LEWISTON —
The way Baltimore Loyola women’s basketball coach Joe Logan tells it, the only reason he comes to the games is that they save him a good seat.
That crushing, intense press which propelled the Greyhounds out of the gate in Sunday’s 68-48 victory (much closer, really) over Niagara in the Gallagher Center?
Logan: “We’ve done that only the last few games. The kids like it to run around so I let ‘em. It helps them forget their pains.”
And those two textbook backdoor layups with which Alyssa Sutherland pushed the Eagles all the way back down the mountain with six minutes to play?
Logan: “Alyssa came over during the time out and said, ‘Y’know, I think I see something, I think I can get open.’ So, I wish I could say it was my idea, but it was hers.”
Momentum took the day off on Monteagle Ridge. After Friday’s impressive roundup of Rider, Coach Kendra Faustin’s young squad seemed on the verge of its first two-game win streak in two years, and first-ever sweep of Loyola.
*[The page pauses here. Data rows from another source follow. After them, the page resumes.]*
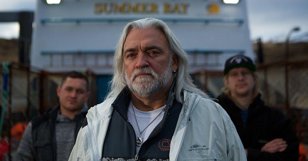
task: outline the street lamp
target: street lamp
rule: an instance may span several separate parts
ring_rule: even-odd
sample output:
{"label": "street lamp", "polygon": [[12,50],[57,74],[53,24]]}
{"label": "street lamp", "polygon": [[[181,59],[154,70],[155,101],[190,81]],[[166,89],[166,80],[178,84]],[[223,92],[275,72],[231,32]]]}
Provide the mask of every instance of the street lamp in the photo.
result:
{"label": "street lamp", "polygon": [[291,37],[291,35],[294,32],[298,31],[300,30],[300,28],[299,27],[296,26],[294,27],[292,30],[289,31],[288,35],[287,36],[287,39],[286,40],[286,59],[287,60],[289,59],[289,42]]}

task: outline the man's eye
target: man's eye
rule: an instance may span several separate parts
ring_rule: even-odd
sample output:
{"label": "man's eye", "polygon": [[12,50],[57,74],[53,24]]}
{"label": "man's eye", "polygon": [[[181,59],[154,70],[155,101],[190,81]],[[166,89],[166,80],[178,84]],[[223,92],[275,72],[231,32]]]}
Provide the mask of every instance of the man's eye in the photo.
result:
{"label": "man's eye", "polygon": [[158,52],[155,51],[152,51],[150,52],[150,54],[153,55],[156,55],[158,54]]}
{"label": "man's eye", "polygon": [[131,58],[134,56],[135,56],[135,54],[128,54],[127,55],[127,57]]}

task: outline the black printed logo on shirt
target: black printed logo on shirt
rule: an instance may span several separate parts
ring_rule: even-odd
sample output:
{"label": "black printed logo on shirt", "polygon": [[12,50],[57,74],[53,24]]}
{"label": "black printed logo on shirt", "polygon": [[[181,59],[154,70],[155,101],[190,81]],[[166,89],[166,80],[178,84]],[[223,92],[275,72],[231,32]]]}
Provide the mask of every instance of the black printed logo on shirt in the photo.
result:
{"label": "black printed logo on shirt", "polygon": [[160,148],[160,151],[170,151],[171,142],[171,140],[169,139],[163,139],[160,140],[158,143],[158,147]]}

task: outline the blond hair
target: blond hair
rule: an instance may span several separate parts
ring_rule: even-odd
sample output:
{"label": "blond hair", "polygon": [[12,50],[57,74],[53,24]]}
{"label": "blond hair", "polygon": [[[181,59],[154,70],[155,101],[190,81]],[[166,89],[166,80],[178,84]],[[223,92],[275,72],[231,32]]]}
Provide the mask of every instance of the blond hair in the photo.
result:
{"label": "blond hair", "polygon": [[[257,95],[258,94],[260,93],[260,91],[259,91],[259,89],[258,88],[258,76],[255,72],[253,72],[250,70],[249,70],[249,71],[250,72],[250,73],[252,75],[253,77],[253,79],[254,80],[254,81],[255,82],[254,87],[253,87],[253,91],[252,97],[252,99],[254,99],[254,98],[257,97]],[[226,81],[228,81],[228,74],[229,73],[227,73],[227,74],[224,76],[224,82],[225,82]],[[225,85],[224,87],[222,88],[221,88],[221,89],[220,90],[220,91],[222,93],[224,93],[229,98],[231,98],[231,92],[230,91],[230,89],[229,89],[229,88],[228,88],[228,87],[227,86],[225,83]]]}

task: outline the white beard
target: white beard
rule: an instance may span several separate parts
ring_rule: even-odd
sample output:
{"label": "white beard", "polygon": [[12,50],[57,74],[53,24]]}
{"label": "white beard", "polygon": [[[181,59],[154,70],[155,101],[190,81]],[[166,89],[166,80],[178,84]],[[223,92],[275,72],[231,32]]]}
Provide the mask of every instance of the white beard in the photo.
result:
{"label": "white beard", "polygon": [[[171,62],[168,64],[166,70],[160,76],[152,69],[146,67],[136,70],[129,79],[125,70],[125,79],[128,88],[131,91],[142,98],[149,97],[152,94],[167,85],[172,75]],[[143,73],[151,75],[136,77],[137,74]]]}

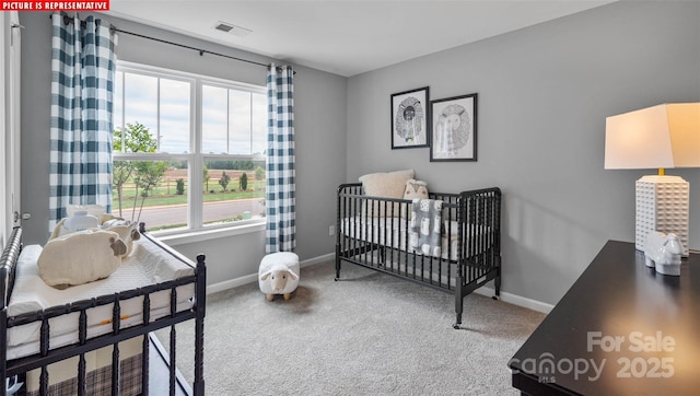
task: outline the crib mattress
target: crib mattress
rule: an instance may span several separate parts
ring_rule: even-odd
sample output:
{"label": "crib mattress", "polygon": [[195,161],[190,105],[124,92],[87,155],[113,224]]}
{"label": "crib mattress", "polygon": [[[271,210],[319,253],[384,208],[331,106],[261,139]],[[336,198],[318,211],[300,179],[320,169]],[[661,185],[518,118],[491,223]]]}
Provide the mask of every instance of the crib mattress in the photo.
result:
{"label": "crib mattress", "polygon": [[[442,235],[442,253],[440,258],[456,260],[459,252],[458,230],[459,223],[456,221],[443,221],[444,232]],[[345,218],[340,222],[340,232],[360,241],[371,242],[378,245],[389,246],[401,251],[407,251],[408,245],[408,221],[402,218]],[[468,236],[481,240],[490,229],[485,225],[470,225],[465,232],[463,246],[468,246]],[[483,253],[488,246],[479,246],[475,254]]]}
{"label": "crib mattress", "polygon": [[[8,305],[8,316],[40,311],[74,301],[100,295],[114,294],[125,290],[174,280],[195,273],[195,269],[174,258],[148,238],[135,242],[133,252],[122,260],[117,271],[106,279],[73,286],[63,290],[47,286],[38,275],[37,259],[42,246],[27,245],[22,249],[16,266],[14,289]],[[195,284],[177,287],[177,311],[191,307]],[[171,292],[162,290],[150,294],[150,319],[170,314]],[[96,337],[113,330],[114,304],[96,306],[88,313],[88,337]],[[120,327],[129,327],[143,322],[143,296],[122,300],[119,303]],[[80,313],[71,313],[49,319],[50,349],[78,342]],[[39,351],[40,322],[30,323],[8,329],[8,359],[16,359]]]}

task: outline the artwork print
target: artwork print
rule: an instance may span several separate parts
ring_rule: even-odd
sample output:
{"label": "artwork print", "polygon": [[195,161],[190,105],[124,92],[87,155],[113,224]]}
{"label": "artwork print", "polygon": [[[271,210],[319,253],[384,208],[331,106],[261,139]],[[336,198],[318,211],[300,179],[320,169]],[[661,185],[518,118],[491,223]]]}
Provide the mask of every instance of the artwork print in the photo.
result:
{"label": "artwork print", "polygon": [[477,160],[477,94],[431,102],[430,161]]}
{"label": "artwork print", "polygon": [[430,143],[428,86],[392,95],[392,149]]}

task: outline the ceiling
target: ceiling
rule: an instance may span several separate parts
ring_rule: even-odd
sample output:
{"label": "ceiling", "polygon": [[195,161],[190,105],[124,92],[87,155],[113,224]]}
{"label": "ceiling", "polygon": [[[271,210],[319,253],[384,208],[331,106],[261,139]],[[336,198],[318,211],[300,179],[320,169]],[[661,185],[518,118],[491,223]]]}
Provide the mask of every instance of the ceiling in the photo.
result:
{"label": "ceiling", "polygon": [[[109,14],[350,77],[610,2],[119,0]],[[224,33],[219,22],[252,32]]]}

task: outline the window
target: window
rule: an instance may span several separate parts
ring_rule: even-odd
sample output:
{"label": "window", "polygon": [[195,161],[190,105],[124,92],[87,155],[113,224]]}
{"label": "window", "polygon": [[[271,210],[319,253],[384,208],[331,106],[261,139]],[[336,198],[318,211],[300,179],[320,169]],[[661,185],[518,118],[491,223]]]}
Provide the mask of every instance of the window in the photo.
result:
{"label": "window", "polygon": [[150,231],[265,217],[265,86],[117,65],[113,212]]}

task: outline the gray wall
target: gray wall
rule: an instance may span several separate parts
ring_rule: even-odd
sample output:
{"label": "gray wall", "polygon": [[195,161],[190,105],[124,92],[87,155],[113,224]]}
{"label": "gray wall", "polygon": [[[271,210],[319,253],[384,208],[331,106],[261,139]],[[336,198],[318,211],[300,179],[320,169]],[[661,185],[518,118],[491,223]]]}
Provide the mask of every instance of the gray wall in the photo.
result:
{"label": "gray wall", "polygon": [[[86,18],[88,14],[81,18]],[[267,63],[270,59],[206,43],[151,26],[97,15],[120,30]],[[48,224],[48,144],[50,118],[51,27],[49,13],[21,14],[22,51],[22,197],[32,219],[23,222],[27,243],[45,243]],[[119,35],[119,59],[265,85],[266,69],[127,34]],[[276,61],[276,63],[283,63]],[[347,79],[295,66],[295,133],[298,176],[298,254],[314,258],[334,251],[328,226],[335,222],[332,193],[346,175]],[[207,254],[209,283],[257,272],[264,233],[178,245],[188,257]]]}
{"label": "gray wall", "polygon": [[[389,95],[477,92],[478,161],[390,150]],[[436,191],[503,191],[503,290],[553,304],[607,240],[634,238],[634,180],[605,171],[605,117],[700,100],[700,3],[619,2],[349,79],[348,179],[399,168]],[[360,116],[361,115],[361,116]],[[691,247],[700,247],[700,170]]]}

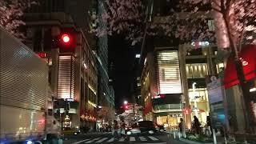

“We were passive,” she said. “We didn’t get the ball to Lauren (Gatto). We didn’t pursue. The things we wanted to do, we did none of that. We deserved the result.”
Not exactly.
Down 12-2, then 24-11, then 47-37 with 10 minutes to play, Niagara clawed back. Kayla Stroman dealt 3’s to Chanel Johnson and Meghan McGuinness, and when Shy Britton fed Gatto for two with 6:51 left, it was 47-45, a one-possession game for the first time since the second minute.
Loyola airballed but held possession on a footballish bounce. Greyhound Kara Marshall, on a career day, hit for three. Britton and Gatto clicked again, Gatto assisting this time, leaving the spread at 50-47.
Then came the give-and-goes to Sutherland, the second drawing a foul, five points in 44 seconds. Katie Sheahin sank a free throw. Marshall bombed from NBA range. Down a dozen, Niagara shot desperation blanks while Loyola scored 16 straight.
Pressing hard with a thin squad – not one field goal from the bench – Loyola had seemed the more likely to fold in the furnace of the final minutes. Said Logan, “We feed ‘em well.” So give the chef an assist, too.
BY THE NUMBERS: Of Loyola’s 21 field goals, 18 were assisted; Niagara also had only three unassisted goals, 14 of 17 … Niagara committed just two fouls in the first half but both teams were in the bonus eight minutes after the break…Until Sutherland’s deft deuces, it was Marshall who kept the Eagles at claw’s length, 22 points, 5-8 threes; her season percentage was .383…Only Stroman (10) double-figured for Niagara… Next for Niagara (4-6 MAAC), at St. Peter’s on Groundhog Day, Canisius here Saturday at 6… Niagara’s anthem singer, who started in a difficult key, achieved every note in spine-tingling rendition. NFL, listen up.